I initially made a conscious effort to keep music and design apart just because I wanted to protect making music almost a form of therapy, but I think I’ve grown to a point in both practices that I can use the tension between them to make the work better on both fronts. More practically, after signing with a label, it simply needed artwork! 

What sort of tools do you use to make your music?  

Disappointingly, everything is finished end to end in Ableton. I wish I had a hardware setup worth speaking about, but because the time I spend making music is always precious (and in short supply) I use whatever means have the least friction, which essentially is just a laptop with lots of plugins.

The challenge has been how to get something that feels tactile and human out of such a sterile setup. A lot of what I do initially is create something that feels really pristine and expensive sounding, and then flatten all the layers, swap things out and patch them back together, almost like a remix of myself, until eventually that original pass is just the thread holding an amalgamation of all these tiny pieces together. 

It’s really about getting completely out of the way and letting an idea pass through me, and not letting my own notion of what it should be or who it should be for skew what it becomes along the way.

What’s your background in terms of music making?

I have a background in classical cello, bass, and drums, but I would have to credit the start of both design and music to pirated software at age 12. If this is any indication of my personality, my starting place wasn’t making something new as much as removing things I didn’t like—a musical bridge that felt extraneous, or a snare that didn’t gel (at least to me), and going from there—edits to remixes, to pulling the samples out altogether and filling them with something new entirely.

What was the thinking behind the single design? Who’s the wee character? How did you make it?

The whole record is sort of an exploration of this idea of substance without pretense. I can’t be the only person who likes Basinski and Skrillex, Soufflé and Funfetti.

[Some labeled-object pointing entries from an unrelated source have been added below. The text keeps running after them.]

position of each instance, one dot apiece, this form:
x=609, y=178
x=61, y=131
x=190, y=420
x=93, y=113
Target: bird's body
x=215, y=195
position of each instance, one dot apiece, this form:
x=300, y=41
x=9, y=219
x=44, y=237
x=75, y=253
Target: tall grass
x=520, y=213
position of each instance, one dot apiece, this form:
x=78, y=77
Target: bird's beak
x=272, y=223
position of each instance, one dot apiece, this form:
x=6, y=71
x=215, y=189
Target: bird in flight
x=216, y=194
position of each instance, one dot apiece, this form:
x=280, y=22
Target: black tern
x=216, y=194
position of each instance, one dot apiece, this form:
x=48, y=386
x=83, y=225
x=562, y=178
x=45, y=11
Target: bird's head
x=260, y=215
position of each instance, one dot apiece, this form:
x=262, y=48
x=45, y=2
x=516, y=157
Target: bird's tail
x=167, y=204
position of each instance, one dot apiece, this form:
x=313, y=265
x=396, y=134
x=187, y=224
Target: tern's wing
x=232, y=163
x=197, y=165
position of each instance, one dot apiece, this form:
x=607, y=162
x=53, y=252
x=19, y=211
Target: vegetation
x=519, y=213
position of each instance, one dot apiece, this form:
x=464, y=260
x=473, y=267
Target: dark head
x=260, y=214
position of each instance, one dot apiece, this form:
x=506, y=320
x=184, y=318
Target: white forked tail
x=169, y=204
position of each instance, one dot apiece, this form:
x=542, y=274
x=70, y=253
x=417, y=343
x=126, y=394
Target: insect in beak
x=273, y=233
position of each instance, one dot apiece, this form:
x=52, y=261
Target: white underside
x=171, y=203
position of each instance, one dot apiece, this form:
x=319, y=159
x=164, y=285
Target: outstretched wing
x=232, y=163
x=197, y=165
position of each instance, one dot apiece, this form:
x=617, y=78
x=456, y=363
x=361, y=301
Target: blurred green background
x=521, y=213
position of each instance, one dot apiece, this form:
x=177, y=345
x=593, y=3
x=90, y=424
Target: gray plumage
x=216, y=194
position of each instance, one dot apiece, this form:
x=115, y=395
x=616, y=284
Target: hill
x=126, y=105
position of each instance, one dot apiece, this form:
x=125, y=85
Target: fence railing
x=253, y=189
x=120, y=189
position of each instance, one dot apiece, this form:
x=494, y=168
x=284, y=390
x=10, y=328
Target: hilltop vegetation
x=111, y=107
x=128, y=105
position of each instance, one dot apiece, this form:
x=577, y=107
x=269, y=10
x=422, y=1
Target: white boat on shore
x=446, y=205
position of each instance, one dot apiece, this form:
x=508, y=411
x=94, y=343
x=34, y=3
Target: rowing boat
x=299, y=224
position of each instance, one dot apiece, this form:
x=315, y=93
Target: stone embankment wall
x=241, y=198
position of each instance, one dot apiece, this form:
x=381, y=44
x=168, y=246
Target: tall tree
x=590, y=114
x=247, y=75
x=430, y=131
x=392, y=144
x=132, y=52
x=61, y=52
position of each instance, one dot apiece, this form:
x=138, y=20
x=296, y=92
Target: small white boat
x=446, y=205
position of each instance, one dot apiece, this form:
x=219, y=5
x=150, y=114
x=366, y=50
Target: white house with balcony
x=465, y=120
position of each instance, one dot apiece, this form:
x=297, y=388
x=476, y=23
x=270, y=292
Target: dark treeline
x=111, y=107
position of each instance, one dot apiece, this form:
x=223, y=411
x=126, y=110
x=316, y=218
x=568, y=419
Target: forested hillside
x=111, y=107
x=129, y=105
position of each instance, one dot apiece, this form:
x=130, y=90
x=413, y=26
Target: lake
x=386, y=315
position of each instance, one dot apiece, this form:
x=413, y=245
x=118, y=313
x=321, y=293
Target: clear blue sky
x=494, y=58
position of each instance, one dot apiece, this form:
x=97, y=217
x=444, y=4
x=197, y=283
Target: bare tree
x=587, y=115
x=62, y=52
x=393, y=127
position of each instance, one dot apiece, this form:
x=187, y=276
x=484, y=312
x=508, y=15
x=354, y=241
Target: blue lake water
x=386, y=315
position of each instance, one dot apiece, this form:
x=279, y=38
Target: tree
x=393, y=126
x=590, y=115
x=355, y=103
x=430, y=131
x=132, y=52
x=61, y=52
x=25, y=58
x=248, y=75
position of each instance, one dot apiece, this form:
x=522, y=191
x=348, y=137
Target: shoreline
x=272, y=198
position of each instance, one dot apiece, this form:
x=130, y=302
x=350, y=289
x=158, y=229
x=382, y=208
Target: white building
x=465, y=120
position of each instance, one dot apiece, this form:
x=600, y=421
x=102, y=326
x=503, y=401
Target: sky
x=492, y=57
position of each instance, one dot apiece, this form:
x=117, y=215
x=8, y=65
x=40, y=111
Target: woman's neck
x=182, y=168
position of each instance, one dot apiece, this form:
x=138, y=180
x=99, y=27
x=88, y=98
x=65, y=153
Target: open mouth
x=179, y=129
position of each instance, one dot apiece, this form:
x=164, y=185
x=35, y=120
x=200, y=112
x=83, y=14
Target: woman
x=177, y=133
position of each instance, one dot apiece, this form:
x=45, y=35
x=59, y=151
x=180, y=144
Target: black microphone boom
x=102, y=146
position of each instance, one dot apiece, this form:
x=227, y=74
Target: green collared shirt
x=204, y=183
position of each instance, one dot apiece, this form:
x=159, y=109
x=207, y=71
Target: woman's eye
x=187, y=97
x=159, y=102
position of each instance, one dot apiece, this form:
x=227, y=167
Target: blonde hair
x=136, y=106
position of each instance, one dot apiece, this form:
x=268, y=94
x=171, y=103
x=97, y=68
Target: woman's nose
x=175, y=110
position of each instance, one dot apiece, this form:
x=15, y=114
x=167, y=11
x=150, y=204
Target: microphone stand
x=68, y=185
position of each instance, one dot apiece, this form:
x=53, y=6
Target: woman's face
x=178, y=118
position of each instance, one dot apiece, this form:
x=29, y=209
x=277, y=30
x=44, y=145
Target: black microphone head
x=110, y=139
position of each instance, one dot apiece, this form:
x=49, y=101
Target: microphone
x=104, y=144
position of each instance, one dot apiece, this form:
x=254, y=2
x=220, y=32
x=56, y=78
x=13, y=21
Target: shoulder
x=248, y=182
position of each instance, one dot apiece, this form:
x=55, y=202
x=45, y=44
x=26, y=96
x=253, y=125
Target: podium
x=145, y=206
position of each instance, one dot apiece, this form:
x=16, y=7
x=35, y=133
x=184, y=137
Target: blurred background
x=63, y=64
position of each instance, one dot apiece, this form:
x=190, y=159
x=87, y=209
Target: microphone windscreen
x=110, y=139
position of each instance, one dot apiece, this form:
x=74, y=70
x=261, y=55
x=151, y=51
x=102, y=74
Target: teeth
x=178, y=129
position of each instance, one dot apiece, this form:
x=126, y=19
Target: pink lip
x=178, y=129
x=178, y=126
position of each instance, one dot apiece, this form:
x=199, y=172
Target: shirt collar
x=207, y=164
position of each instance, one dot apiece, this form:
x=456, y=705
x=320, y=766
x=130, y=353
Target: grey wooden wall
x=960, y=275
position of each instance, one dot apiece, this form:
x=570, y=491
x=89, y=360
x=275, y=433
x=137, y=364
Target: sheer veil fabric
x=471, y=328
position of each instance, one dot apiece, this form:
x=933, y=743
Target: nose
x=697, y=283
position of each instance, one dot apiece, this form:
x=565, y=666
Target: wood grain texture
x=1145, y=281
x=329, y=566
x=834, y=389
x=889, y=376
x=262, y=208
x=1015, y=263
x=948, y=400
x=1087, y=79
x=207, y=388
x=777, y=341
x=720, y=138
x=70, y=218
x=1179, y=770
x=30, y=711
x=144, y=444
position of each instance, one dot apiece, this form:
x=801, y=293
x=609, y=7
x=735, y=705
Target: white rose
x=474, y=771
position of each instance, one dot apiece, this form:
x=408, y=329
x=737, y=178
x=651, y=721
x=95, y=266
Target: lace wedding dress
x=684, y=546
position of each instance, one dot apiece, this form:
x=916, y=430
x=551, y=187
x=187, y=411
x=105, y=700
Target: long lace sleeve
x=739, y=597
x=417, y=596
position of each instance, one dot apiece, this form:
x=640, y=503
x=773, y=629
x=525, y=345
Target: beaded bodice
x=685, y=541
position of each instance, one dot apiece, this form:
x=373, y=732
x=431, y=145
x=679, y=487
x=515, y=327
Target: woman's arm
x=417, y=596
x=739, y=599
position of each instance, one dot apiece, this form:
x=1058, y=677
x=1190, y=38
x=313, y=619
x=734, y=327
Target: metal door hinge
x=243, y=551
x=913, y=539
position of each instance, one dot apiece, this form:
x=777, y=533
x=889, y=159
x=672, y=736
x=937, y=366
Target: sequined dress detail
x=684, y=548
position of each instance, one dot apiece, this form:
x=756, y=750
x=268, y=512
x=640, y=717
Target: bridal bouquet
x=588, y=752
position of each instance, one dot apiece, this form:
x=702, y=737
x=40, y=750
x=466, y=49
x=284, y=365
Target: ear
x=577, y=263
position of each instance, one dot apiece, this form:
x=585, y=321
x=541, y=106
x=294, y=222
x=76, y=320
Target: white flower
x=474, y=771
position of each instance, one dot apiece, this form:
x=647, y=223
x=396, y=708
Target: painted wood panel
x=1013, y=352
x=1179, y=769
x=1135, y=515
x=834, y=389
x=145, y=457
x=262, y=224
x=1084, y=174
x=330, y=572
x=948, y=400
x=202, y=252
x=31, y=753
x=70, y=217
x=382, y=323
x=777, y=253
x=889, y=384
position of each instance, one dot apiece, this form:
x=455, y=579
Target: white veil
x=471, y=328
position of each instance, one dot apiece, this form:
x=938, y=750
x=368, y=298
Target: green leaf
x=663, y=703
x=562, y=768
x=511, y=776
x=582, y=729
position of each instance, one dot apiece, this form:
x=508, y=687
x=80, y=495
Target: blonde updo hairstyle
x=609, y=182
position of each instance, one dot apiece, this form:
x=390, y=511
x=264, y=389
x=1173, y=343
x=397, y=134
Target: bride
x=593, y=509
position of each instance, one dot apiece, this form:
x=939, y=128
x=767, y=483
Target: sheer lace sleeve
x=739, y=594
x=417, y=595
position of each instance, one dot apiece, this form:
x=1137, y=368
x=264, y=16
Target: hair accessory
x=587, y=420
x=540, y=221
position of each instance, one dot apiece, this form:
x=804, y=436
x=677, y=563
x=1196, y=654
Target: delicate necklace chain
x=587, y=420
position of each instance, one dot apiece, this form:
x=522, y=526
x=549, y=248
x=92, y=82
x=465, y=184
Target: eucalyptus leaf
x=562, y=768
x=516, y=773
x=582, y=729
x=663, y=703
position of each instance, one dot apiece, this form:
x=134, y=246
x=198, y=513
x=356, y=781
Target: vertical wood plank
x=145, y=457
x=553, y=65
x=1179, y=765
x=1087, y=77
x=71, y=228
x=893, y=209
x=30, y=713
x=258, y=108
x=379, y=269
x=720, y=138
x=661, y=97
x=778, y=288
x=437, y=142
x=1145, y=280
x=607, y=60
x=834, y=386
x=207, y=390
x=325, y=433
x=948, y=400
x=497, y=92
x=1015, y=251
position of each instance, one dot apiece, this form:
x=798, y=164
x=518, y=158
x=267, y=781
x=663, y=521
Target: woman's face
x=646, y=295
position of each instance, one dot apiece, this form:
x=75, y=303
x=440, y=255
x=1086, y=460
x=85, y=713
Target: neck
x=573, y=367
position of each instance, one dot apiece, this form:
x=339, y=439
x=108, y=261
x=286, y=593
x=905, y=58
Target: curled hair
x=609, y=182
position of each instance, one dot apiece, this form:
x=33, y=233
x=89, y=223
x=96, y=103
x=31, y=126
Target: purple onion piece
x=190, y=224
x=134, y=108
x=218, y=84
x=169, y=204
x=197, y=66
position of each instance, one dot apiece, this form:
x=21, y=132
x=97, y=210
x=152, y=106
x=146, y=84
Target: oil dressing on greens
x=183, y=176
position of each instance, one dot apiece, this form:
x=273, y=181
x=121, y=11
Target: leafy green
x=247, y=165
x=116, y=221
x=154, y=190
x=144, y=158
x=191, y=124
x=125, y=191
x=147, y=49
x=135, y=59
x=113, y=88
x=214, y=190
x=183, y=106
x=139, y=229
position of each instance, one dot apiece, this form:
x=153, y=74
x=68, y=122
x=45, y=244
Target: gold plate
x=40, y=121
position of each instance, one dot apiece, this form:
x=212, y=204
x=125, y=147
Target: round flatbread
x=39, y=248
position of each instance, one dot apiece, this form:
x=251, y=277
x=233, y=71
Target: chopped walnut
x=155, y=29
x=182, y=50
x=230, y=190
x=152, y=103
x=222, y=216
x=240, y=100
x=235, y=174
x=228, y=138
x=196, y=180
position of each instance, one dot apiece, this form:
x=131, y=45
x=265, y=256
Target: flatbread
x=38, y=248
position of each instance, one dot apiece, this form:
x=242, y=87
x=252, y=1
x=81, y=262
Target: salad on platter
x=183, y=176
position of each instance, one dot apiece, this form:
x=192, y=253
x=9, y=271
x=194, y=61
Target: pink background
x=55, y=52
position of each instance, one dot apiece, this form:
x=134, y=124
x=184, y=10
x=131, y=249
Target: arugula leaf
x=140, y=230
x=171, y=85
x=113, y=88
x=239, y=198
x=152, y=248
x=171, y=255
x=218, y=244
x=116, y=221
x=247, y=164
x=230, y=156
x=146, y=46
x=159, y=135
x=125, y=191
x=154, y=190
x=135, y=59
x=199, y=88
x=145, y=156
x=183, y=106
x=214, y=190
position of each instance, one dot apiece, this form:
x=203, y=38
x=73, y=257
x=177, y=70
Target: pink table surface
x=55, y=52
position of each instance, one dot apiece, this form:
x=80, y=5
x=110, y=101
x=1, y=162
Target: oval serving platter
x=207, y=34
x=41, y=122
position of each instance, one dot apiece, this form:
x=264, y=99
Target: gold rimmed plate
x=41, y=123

Because the record is on the more challenging/experimental side, I wanted the art to feel more familiar.

So the design started with looking back at the visual vernacular of my childhood in Ohio—firework packaging, Calvin Peeing, Frisch’s Big Boy, etc. and creating something that felt a part of that world. The process was really just pulling lots of references, sketching him out and roughing him up a bit.

How do you find it setting yourself a design brief, and sort of being your own client?

Having yourself as a client is a really interesting, painful experience. It forced me to start to figure out what my visual style is without anything else to really lean on or jump-start the conversation. I think it’s way more challenging to stare at a blank canvas and create something than to be handed a brief, but it’s been fun to explore and has definitely informed the way I work with clients to better articulate and express ideas of their own, it’s not easy.

What advice would you give to young designers and grads who are looking to set up on their own?  

I think I’m probably too early in the founding stage of the studio to offer any meaningful advice to business-building, but on a personal level my advice would be not to let anyone set a pace for you.

It’s important to have goals, and the respect of your peers and mentors, but titles are a construct within a studio that have no real meaning out in the world. Validation has to come from inside. You are the star of your own movie, but you’re just an extra in everyone else’s, so free yourself from getting wrapped up looking for their approval.